The naive version above counts. The version I run now does a few more things, all of which were responses to a real frustration:

It groups by extracted fields. If a pattern has named captures, the counts are kept per distinct value. So failed_login produces a per-user, per-source count, not just a total. This is the thing that lets me see "all 8,412 failed logins are for user root from a single source" rather than "8,412 failed logins".

It bounds the report to a date range. Default: last 24 hours. Override with --since and --until.

It supports threshold-only output. --min-count 10 excludes patterns that have fewer than 10 hits. This is the difference between a digest with 200 lines (most of which are single events) and a digest with 12 lines that highlight what is actually unusual.

It runs from cron and emails me. Every morning at 6 AM, the previous 24 hours of logs are summarised and mailed to me. The reading takes 90 seconds.
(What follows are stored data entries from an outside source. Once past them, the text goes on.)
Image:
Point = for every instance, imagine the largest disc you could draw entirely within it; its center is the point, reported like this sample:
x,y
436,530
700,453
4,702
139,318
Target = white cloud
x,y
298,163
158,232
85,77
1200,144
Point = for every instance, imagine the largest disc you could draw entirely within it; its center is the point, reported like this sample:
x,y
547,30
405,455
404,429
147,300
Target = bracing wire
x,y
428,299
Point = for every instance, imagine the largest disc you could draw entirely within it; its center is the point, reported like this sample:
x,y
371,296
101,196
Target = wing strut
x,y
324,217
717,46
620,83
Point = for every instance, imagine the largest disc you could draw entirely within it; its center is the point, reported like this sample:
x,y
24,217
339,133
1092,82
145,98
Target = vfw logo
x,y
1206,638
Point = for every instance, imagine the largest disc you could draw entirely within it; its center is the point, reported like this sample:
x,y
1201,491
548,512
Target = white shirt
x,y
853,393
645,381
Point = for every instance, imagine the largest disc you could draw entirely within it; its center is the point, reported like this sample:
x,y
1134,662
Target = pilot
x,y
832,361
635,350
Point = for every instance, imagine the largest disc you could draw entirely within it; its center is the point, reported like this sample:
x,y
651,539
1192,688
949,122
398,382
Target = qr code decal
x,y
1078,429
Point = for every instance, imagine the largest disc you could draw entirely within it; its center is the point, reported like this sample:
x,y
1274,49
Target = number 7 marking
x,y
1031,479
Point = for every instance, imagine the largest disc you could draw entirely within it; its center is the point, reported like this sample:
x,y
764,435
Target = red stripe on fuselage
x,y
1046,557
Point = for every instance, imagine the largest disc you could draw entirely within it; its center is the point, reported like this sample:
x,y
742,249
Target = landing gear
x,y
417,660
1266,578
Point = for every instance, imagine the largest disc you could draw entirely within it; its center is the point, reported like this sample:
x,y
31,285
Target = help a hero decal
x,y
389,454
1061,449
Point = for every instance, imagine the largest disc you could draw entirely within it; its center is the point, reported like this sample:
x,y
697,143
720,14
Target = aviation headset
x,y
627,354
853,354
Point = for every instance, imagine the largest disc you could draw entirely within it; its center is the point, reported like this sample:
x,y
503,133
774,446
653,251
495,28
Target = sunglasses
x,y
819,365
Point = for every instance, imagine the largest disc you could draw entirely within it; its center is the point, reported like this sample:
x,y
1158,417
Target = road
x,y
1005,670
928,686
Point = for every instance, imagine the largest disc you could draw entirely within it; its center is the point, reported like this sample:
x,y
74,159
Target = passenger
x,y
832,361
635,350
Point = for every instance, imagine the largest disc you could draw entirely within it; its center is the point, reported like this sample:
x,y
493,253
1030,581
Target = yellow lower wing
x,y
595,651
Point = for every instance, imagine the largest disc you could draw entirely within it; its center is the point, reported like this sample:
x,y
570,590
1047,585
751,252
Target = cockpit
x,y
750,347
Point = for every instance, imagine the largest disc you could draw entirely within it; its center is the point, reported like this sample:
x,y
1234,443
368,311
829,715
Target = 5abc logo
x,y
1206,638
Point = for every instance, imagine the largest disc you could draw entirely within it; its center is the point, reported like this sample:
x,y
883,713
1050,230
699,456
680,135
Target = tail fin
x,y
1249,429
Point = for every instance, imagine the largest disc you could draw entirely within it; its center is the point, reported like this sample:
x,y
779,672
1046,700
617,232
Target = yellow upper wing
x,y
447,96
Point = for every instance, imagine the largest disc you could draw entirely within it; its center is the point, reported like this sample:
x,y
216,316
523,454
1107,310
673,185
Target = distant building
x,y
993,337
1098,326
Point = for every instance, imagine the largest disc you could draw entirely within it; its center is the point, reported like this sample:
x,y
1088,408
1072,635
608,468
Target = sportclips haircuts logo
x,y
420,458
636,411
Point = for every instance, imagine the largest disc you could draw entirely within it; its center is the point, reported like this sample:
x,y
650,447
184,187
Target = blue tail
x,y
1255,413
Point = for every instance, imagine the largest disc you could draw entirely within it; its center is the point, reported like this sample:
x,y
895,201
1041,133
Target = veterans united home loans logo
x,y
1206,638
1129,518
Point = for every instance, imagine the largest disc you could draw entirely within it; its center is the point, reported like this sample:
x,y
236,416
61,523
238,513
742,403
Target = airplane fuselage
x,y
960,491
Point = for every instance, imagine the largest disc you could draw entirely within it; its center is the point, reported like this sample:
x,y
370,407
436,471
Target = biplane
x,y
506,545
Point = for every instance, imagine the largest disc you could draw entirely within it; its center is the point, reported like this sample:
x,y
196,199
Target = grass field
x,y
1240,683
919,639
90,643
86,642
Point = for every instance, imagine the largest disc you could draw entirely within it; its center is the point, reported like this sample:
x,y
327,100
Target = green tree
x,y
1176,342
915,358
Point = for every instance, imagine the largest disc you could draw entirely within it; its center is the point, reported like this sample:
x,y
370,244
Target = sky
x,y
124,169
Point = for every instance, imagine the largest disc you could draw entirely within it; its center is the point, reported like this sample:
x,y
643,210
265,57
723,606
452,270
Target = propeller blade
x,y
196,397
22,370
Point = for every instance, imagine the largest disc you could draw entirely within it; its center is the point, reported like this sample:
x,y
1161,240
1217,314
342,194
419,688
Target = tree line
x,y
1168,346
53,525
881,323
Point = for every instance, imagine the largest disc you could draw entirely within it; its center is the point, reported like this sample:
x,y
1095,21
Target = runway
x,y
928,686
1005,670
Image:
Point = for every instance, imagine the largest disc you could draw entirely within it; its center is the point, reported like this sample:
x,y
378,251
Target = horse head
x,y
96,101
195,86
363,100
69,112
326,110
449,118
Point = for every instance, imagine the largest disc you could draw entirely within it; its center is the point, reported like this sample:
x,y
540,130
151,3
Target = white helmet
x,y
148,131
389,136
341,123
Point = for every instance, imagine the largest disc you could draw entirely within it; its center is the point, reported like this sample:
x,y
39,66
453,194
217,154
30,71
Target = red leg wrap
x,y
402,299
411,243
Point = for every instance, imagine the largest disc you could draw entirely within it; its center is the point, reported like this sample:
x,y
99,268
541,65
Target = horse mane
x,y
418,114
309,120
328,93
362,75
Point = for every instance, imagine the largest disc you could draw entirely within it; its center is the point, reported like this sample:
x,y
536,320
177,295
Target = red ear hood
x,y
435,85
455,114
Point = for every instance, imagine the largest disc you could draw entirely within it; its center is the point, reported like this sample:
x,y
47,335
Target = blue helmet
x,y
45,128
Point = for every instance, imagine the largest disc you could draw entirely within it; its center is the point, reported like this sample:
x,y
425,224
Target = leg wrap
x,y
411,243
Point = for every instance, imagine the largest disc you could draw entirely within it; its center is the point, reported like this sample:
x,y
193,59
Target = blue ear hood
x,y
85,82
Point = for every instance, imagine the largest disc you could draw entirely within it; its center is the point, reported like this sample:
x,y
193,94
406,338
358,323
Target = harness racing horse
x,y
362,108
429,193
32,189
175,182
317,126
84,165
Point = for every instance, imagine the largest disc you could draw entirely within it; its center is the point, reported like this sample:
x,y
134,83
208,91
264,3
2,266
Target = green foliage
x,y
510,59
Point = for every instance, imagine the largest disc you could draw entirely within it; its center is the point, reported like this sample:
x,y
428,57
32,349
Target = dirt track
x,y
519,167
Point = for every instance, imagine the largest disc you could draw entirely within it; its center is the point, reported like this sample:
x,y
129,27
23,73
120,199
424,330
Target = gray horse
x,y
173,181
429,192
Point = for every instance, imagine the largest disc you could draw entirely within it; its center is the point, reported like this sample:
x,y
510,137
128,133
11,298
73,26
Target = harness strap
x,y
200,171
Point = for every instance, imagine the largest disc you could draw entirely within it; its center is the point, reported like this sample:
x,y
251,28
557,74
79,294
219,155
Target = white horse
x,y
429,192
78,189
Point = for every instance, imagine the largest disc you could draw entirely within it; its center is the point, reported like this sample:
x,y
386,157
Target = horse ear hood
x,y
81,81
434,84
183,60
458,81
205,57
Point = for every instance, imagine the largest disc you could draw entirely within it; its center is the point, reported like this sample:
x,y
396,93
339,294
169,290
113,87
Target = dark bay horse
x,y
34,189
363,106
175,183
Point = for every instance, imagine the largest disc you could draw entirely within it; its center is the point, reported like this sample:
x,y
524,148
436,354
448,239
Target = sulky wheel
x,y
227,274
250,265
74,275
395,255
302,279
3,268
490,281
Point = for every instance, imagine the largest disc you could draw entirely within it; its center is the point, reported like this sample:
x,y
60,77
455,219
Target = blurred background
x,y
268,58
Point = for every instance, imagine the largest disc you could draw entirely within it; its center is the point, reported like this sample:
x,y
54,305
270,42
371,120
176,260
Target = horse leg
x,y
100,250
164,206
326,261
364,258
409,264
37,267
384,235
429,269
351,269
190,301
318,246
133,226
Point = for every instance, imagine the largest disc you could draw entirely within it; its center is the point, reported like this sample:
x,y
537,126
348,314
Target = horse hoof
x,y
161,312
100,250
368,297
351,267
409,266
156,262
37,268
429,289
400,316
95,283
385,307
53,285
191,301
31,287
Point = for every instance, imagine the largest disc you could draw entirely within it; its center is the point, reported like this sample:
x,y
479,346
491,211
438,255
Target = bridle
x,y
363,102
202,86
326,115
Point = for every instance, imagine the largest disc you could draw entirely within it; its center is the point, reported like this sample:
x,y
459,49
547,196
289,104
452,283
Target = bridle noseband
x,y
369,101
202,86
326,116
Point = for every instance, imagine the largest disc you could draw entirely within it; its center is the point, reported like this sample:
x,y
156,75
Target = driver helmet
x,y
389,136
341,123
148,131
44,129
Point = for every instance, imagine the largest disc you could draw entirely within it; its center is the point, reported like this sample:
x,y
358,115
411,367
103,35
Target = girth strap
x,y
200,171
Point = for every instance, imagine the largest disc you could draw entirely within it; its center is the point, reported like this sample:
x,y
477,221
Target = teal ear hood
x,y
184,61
What it has actually caught

A fortnight of running this on my own modest infrastructure has caught:

  • Two days when failed login attempts to SSH spiked to over a thousand from a single IP. (A scanner running through a list of common passwords. Failed, harmlessly, because I disabled password authentication.)
  • A handful of GET requests with very long URLs, characteristic of buffer overflow attempts against IIS. (Not directed at me — I do not run IIS — but the scanner clearly does not check what server it is hitting first.)
  • One genuinely interesting case where a script kiddie was probing for vulnerable versions of about 30 different CGI scripts in turn from the same IP. The pattern of probes told me they were running a mass scanner; the timing told me they were going through a long list slowly to avoid rate-limiting.

None of these are emergencies. All of them are the kind of activity a sensible operator wants to be aware of. Without the scanner, I would not have been.

What this kind of tool is not good at

Three things, in increasing order of severity.

Real-time alerting. This is a daily-batch tool. If something needs to wake you up at 3 AM, you want a different system. The right architecture is a fast in-line filter (something like tail -F | grep) that pages on truly urgent patterns, plus this kind of digest for everything else.

Behavioural baselines. The scanner cannot tell that yesterday was unusual unless you encode "unusual" as an explicit threshold. Most genuinely interesting attacks would not match a static threshold; they look normal in absolute terms but unusual compared to the baseline for that user/host/time. Real intrusion detection — the academic kind — has been working on this for years and is hard.

Cross-log correlation. Each log is processed independently. If an attacker is probing me on the web, then trying SSH, then sending mail spam, three different logs each show one phase. The scanner does not connect them. Doing so well requires a more sophisticated data structure than a per-pattern count.

For the level of threat I am facing, the scanner is enough. For something more serious, the next stop is real intrusion detection, with Snort on the network and a more sophisticated analysis layer above the logs.

A small philosophical aside

The interesting thing about writing this scanner was not the writing. It was the choosing.

Deciding what patterns to alert on, what thresholds to set, what fields to extract — these are the actual work. The Perl is incidental. The same exercise in any other language — Python, awk, even shell — would produce a tool of similar utility. The discipline is in figuring out what you actually want to know.

This is the part that the commercial tools do not give you. They come with hundreds of preset rules; the rules are mostly fine; deciding which of them to enable for your environment is still your job. The tool only saves you the writing of the regexes.

Which is, at the end of the day, the easy part.